Co-regent (King) of the Seleucid Empire (Co-regent of Syria)
- Reign: 126–125 BC (with his mother Cleopatra Thea)
- Coronation: 125 BC
- Predecessor: Demetrius II Nicator and Alexander II Zabinas
- Successor: Cleopatra Thea and Antiochus VIII Grypus
- Born: Unknown
- Died: 125 BC
- Dynasty: Seleucid
- Father: Demetrius II Nicator
- Mother: Cleopatra Thea

= Seleucus V Philometor =

King of the Seleucid Empire from 126 to 125 BC

The Seleucid king Seleucus V Philometor (Greek: Σέλευκος Ε΄ ὁ Φιλομήτωρ; 126/125 BC), ruler of the Hellenistic Seleucid kingdom, was the eldest son of Demetrius II Nicator and Cleopatra Thea. The epithet Philometor means "mother-loving" and in the Hellenistic world usually indicated that the mother acted as co-regent for the prince.

==Biography==
Just before Antiochus VII Sidetes died fighting the Parthian Empire in late 129, the Parthian king Phraates II had released Demetrius II, who entered Syria in ca. September 129. This forced Seleucus V's half-brother Antiochus IX to flee to Cyzicus. Cleopatra Thea remarried Demetrius and reunited him with his two sons, Seleucus V and Antiochus VIII.

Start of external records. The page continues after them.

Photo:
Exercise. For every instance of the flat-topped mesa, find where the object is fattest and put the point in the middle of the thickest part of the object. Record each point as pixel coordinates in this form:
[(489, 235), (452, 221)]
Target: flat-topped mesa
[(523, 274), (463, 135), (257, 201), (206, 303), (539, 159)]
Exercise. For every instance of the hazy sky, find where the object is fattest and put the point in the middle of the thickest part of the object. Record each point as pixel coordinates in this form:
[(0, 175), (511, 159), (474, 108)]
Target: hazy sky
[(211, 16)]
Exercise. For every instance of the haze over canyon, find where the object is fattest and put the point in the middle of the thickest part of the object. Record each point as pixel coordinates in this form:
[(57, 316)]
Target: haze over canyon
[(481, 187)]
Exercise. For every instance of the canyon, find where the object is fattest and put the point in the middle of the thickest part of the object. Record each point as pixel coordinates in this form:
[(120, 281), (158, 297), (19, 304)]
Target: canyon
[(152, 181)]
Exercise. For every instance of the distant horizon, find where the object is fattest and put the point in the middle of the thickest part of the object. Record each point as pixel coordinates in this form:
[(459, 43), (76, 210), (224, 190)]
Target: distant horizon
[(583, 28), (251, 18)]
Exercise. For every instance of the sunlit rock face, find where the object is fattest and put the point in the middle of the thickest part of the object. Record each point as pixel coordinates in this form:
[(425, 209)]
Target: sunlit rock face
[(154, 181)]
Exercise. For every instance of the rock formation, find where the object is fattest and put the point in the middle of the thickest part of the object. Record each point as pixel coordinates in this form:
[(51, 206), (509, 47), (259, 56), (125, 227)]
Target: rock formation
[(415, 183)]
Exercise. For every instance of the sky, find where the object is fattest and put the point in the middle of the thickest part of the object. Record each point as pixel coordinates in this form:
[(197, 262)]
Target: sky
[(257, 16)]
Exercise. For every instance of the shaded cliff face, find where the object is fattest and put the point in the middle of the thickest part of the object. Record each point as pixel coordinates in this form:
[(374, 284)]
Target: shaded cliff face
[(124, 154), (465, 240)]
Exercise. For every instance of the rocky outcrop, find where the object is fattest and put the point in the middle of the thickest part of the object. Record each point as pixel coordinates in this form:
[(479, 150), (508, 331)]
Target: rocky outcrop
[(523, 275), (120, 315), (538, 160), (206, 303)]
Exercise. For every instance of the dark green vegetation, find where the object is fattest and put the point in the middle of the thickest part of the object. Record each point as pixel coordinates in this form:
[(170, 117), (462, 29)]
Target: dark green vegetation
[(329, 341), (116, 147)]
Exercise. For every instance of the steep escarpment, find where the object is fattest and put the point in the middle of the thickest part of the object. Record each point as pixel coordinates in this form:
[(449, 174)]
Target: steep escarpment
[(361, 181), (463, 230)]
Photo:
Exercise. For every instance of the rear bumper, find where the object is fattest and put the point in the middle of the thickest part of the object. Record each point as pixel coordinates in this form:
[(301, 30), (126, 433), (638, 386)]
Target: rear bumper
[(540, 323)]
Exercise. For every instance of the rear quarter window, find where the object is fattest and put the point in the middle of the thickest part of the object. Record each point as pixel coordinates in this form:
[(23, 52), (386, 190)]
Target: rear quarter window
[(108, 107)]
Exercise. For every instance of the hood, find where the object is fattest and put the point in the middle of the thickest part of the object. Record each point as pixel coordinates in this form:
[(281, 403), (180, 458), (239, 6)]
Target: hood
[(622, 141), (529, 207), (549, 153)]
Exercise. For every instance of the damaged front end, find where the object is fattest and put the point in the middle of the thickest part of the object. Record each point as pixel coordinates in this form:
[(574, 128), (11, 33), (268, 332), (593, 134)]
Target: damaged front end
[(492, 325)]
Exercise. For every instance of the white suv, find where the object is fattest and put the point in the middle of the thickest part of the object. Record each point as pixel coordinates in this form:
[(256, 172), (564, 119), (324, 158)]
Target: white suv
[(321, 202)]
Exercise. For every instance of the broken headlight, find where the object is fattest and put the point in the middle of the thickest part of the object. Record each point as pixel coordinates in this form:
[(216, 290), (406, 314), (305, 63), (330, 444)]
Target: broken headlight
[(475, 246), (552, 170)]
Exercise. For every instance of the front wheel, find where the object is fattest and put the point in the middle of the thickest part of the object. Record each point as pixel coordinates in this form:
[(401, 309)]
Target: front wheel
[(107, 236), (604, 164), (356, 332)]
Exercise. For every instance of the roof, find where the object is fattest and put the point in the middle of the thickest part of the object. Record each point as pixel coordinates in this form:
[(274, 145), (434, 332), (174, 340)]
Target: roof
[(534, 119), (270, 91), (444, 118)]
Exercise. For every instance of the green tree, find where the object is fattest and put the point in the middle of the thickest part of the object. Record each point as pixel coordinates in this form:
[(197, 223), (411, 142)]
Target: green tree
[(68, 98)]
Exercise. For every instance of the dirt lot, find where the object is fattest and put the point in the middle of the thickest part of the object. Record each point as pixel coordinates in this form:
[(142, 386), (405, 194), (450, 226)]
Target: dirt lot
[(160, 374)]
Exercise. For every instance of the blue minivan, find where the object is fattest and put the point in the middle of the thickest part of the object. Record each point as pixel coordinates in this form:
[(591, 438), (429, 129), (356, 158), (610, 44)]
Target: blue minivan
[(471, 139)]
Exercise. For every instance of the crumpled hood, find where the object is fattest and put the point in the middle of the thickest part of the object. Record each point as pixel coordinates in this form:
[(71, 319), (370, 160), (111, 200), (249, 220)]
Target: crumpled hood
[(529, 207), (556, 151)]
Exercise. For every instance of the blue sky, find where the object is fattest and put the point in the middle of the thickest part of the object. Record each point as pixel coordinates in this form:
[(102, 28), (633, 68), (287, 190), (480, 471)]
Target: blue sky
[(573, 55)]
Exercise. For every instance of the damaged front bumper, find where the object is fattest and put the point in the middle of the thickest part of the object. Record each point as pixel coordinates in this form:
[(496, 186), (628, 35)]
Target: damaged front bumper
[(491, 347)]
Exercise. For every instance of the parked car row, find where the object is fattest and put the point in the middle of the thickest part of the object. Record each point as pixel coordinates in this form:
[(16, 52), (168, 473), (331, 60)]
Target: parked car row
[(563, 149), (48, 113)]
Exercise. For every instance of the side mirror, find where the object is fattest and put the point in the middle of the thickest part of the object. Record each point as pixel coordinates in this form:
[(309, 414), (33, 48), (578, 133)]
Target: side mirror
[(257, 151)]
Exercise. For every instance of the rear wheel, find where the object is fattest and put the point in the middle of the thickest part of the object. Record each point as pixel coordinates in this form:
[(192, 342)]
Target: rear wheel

The Parthians captured Antiochus VII's son, also named Seleucus, and Laodice, Seleucus V's sister, who had accompanied the fallen king on campaign. Phraates married Laodice, and showed great favor to Seleucus, son of Antiochus VII. While Demetrius II was preoccupied fighting the usurper Alexander II Zabinas, the Parthians sent this Seleucus back to Syria, hoping he could take the throne as their puppet king. The attempt failed, and he spent the rest of his life in Parthia.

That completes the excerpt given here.